Sunday, 8 November 2015

My Reflections on 'Why Nations Fail'

Photo courtesy of whynationsfail.com


My travels abroad made me aware of the large wealth disparities between countries. Wondering if this had always been the case, I read ‘Why Nations Fail’ by Acemoglu and Robinson. I found it to be an enjoyable and comprehensive insight into why some countries are prosperous and others are not. This piece is more of a collection of my thoughts after reading this book, rather than a review. Throughout the book the authors’ claims are supported by historical examples from across the globe, thus also providing readers with a wealth of historical knowledge. 


 Politics and economics have strong links with each other. For me, economics is a study of people making choices, but it is politics which ultimately enables them to make these decisions. According to the authors, it is this link that determines the prosperity of a country and its citizens. ‘Inclusive economic institutions...make best use of their talents and skills’. This is only the case because there are usually also inclusive political institutions in place. For example if there are property rights in place, like patents, entrepreneurs then have an incentive to think of new ideas, thus best using their abilities. However under an exclusive institution there may be little stimulus to innovate since ideas could easily be stolen and the people know there is nothing they can do.

 Politics is generally not the first reason that comes to mind when people think of why countries are poor. Acemoglu and Robinson do well in addressing the other hypotheses behind the causes of poverty. The ones covered in this book were the geography, culture and ignorance hypotheses. Although refuted by the authors, I also had points to say on these theories. 

 The geography hypothesis claimed that poorer countries lay within the tropics of Cancer and Capricorn while ‘richer nations, in contrast, tend to be in temperate latitudes’. The Industrial Revolution occurred in Britain and was readily implemented in countries outside of the tropics such as the United States of America.

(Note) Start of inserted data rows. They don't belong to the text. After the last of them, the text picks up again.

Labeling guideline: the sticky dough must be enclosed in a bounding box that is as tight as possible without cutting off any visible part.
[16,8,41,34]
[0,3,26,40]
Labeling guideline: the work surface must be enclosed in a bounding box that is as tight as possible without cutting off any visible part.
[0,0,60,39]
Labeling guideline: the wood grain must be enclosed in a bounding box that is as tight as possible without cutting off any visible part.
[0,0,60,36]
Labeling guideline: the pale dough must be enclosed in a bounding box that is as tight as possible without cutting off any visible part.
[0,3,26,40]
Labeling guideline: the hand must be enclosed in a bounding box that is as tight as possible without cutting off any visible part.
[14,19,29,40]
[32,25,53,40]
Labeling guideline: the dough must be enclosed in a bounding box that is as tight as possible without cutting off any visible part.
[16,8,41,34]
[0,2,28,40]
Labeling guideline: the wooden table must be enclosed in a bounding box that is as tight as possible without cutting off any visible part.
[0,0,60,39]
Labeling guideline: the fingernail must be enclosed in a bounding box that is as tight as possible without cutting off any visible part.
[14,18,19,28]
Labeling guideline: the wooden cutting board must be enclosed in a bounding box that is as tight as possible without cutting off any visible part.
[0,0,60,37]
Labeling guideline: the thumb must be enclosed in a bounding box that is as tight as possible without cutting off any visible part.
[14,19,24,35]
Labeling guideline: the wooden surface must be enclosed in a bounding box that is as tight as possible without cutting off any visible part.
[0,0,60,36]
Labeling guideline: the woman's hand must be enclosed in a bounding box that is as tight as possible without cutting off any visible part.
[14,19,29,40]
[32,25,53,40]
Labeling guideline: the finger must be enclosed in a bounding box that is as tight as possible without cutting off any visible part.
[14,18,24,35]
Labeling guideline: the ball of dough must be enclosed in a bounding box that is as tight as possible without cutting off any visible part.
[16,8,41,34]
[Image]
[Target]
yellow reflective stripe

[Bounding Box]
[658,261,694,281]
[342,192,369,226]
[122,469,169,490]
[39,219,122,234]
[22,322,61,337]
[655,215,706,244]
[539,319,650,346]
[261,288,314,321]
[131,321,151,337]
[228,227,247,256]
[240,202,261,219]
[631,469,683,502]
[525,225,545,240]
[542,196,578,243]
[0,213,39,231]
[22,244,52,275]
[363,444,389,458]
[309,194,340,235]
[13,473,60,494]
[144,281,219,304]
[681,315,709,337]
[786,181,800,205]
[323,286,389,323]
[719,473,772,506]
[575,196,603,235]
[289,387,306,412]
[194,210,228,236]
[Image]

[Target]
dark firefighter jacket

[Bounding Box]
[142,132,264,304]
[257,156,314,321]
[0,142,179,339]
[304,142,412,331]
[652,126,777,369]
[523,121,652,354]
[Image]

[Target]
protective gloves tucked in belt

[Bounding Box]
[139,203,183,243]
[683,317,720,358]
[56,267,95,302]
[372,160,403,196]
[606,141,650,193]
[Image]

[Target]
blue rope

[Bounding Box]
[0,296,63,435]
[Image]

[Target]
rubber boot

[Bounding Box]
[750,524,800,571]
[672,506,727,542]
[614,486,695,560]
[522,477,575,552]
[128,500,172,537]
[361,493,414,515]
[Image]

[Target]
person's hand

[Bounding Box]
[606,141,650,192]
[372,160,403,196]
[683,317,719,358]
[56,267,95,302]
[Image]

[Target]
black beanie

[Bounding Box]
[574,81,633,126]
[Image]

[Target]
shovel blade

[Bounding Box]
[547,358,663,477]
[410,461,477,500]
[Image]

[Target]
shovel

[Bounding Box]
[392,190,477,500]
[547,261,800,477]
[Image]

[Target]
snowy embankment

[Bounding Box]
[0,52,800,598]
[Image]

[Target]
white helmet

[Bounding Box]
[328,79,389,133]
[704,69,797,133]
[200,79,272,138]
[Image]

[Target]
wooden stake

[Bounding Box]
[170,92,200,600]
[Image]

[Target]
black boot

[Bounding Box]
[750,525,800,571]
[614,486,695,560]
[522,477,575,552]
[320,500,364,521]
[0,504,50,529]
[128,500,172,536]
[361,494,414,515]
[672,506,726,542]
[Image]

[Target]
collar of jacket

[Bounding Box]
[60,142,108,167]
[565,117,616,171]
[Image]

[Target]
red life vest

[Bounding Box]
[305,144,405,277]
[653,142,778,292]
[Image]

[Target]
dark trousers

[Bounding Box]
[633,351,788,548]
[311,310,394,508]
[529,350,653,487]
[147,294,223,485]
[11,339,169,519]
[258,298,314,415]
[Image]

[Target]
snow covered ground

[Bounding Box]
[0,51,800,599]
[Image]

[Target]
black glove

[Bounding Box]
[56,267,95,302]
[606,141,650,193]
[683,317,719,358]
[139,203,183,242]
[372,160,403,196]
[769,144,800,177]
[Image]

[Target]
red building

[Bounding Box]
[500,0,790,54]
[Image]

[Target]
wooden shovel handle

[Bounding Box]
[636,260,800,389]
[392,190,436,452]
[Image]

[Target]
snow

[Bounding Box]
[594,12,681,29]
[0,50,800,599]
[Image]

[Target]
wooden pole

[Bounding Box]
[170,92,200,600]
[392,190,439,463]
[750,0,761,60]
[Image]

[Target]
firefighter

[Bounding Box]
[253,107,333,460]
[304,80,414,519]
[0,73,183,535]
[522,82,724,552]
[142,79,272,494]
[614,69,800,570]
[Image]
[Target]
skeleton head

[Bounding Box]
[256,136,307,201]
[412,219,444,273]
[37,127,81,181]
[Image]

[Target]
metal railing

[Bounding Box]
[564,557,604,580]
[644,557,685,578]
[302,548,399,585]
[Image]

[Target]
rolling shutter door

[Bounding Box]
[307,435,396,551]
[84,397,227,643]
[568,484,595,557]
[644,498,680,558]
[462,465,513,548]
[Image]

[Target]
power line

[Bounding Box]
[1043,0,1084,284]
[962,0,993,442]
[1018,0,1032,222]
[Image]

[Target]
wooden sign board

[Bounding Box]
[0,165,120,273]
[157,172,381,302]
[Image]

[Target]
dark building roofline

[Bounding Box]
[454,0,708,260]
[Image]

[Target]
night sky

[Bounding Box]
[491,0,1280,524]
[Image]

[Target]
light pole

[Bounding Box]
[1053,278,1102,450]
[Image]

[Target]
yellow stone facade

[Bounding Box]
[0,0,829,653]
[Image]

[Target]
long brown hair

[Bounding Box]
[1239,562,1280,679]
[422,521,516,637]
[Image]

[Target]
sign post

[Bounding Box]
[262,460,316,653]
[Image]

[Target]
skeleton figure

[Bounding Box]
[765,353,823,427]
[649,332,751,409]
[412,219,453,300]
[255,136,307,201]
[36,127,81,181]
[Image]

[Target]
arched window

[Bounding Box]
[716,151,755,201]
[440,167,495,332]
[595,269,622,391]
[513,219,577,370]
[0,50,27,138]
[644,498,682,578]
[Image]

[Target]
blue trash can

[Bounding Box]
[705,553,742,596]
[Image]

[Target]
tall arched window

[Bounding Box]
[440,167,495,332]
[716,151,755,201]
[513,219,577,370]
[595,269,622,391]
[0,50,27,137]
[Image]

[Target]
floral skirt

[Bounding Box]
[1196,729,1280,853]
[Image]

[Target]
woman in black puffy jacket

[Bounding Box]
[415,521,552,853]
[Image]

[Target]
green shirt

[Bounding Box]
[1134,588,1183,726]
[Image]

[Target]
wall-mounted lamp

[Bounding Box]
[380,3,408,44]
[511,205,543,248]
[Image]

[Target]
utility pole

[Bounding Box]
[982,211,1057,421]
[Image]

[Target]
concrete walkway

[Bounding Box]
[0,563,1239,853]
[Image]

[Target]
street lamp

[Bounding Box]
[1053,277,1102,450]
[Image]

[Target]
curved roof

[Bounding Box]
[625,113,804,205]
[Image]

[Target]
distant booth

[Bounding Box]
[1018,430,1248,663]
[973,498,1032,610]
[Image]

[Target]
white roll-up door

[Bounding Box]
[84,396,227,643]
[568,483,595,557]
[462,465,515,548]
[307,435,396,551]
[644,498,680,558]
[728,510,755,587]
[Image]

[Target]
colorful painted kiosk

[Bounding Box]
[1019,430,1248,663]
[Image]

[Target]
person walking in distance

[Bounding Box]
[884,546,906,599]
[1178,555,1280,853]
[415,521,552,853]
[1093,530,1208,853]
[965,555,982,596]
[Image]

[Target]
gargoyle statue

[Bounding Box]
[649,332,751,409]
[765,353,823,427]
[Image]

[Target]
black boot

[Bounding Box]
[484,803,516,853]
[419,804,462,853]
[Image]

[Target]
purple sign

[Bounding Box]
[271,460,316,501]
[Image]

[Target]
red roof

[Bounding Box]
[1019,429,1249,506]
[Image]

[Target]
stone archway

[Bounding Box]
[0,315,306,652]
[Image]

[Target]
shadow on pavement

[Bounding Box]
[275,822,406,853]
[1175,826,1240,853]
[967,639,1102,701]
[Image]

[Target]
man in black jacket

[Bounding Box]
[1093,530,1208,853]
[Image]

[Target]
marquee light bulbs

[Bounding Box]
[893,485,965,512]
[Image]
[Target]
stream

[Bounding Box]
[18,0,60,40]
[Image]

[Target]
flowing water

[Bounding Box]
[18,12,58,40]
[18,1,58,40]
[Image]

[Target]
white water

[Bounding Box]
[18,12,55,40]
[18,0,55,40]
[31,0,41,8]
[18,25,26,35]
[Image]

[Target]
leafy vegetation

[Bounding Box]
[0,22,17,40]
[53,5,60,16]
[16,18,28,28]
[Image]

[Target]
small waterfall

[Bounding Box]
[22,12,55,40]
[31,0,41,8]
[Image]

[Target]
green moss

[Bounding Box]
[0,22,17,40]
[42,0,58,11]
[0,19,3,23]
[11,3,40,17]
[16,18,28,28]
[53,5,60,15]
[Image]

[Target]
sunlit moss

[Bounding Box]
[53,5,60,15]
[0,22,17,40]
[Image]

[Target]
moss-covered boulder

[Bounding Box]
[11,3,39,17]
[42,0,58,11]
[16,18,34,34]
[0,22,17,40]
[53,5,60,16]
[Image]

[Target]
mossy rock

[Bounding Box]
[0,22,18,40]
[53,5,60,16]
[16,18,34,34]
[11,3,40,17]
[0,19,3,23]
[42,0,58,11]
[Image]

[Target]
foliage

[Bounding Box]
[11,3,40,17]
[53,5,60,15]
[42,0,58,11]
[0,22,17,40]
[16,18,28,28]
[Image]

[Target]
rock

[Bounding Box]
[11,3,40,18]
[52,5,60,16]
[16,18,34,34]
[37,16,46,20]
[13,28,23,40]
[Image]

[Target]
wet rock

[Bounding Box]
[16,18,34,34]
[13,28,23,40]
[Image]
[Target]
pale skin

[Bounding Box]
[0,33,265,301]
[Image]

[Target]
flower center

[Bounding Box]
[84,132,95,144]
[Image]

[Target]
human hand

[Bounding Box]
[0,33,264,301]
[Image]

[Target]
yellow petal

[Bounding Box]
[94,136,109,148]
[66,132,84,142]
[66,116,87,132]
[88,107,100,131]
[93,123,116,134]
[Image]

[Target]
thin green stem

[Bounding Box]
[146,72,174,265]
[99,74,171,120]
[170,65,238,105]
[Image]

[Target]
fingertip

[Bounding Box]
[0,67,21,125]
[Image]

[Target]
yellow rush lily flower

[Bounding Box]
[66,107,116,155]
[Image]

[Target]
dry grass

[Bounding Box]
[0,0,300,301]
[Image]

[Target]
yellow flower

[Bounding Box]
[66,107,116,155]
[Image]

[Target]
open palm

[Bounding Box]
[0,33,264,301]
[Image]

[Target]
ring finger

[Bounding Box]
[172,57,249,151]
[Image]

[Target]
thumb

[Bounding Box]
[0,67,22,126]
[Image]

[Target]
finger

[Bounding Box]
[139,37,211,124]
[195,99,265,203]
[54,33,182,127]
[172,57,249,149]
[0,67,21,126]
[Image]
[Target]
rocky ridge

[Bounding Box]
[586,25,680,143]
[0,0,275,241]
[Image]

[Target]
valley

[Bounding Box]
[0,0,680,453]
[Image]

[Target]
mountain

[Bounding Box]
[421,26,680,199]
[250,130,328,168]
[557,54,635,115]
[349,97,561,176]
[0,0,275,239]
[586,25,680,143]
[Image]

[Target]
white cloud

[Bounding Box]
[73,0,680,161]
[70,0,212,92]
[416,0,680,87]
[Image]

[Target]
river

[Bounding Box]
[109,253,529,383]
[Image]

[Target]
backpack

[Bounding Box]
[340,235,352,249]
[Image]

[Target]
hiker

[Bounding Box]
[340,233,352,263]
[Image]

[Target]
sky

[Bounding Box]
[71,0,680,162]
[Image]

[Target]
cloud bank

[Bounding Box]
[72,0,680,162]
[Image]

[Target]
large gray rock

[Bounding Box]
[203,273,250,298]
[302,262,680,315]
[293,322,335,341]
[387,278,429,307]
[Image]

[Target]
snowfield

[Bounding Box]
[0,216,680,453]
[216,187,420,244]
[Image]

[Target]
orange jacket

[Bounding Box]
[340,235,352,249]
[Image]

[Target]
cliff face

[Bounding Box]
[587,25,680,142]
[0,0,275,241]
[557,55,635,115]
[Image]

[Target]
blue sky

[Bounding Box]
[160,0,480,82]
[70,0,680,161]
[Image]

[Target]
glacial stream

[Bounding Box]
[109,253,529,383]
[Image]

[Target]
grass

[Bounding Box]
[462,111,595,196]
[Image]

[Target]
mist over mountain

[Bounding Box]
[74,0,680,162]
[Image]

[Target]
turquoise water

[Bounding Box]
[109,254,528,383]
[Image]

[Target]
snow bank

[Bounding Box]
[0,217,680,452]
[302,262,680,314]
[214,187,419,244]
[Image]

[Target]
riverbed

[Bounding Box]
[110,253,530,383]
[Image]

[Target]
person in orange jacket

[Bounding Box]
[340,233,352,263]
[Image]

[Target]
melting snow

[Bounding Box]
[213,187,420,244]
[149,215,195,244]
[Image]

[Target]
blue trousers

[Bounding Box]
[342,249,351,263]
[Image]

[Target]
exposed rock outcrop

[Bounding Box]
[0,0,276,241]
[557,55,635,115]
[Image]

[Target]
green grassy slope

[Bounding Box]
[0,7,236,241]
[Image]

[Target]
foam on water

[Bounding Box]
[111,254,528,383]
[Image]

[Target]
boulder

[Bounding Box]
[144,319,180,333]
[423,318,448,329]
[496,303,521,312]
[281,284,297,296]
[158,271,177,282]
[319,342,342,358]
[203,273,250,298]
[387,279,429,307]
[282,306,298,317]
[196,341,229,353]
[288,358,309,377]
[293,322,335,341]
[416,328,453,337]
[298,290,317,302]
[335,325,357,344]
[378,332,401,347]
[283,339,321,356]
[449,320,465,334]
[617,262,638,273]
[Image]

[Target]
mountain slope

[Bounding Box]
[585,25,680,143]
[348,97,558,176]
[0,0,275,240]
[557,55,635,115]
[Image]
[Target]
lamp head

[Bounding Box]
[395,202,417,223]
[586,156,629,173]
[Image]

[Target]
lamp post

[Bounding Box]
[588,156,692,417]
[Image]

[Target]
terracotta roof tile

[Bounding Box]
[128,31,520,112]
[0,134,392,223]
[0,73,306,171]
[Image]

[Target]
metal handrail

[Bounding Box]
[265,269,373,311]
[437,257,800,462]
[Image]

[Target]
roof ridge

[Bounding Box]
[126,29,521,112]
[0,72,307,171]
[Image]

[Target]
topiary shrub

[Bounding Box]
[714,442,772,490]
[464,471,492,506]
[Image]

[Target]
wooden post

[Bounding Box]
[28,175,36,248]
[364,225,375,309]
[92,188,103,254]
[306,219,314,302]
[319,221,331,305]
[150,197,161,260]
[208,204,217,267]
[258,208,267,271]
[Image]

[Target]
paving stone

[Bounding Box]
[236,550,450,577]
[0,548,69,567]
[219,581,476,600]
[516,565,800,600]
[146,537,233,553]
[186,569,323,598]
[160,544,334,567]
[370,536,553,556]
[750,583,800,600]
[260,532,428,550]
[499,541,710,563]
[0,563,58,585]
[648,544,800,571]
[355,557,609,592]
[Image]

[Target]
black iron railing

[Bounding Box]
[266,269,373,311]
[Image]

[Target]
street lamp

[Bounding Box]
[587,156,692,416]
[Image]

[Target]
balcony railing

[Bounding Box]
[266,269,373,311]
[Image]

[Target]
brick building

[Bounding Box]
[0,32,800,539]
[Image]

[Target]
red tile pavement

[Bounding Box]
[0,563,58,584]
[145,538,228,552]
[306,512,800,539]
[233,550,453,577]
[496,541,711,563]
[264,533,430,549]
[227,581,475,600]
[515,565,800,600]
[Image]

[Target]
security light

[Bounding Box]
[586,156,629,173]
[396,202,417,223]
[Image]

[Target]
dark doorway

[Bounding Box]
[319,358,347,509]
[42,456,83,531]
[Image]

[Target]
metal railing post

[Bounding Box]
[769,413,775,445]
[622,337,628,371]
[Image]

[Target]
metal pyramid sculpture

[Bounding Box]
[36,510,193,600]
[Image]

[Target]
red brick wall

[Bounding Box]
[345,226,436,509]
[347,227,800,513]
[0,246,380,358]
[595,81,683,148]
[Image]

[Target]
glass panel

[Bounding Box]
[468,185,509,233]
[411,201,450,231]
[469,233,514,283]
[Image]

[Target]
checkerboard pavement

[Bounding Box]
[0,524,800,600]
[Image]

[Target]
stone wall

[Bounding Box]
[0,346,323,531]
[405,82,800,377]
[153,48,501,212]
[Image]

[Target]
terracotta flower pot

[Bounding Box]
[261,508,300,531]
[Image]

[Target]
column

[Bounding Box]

Yet during this time many countries within the tropics were colonised i.e. countries in Latin America, Asia and Africa. Would the Industrial Revolution have been introduced for the benefit of the whole population in these countries, as it was elsewhere? That would be unlikely. Infrastructure like the railways were introduced in such nations but this was for the transportation of goods rather than use by the general population. 

 I thought further on a point mentioned briefly in the book, that economics assumes political problems have been solved. When thinking on how to solve economic issues, I only considered the macroeconomic policies that could be implemented and what the consequences of intervention would be for the government. Yet only after reading this book I realised that we never think, at least in relation to economics, about whether people have the human/economic rights to improve their economic welfare. It is just assumed to be the case, at least in a free market economy. There are many assumptions made in economics and it was interesting to find another one myself. 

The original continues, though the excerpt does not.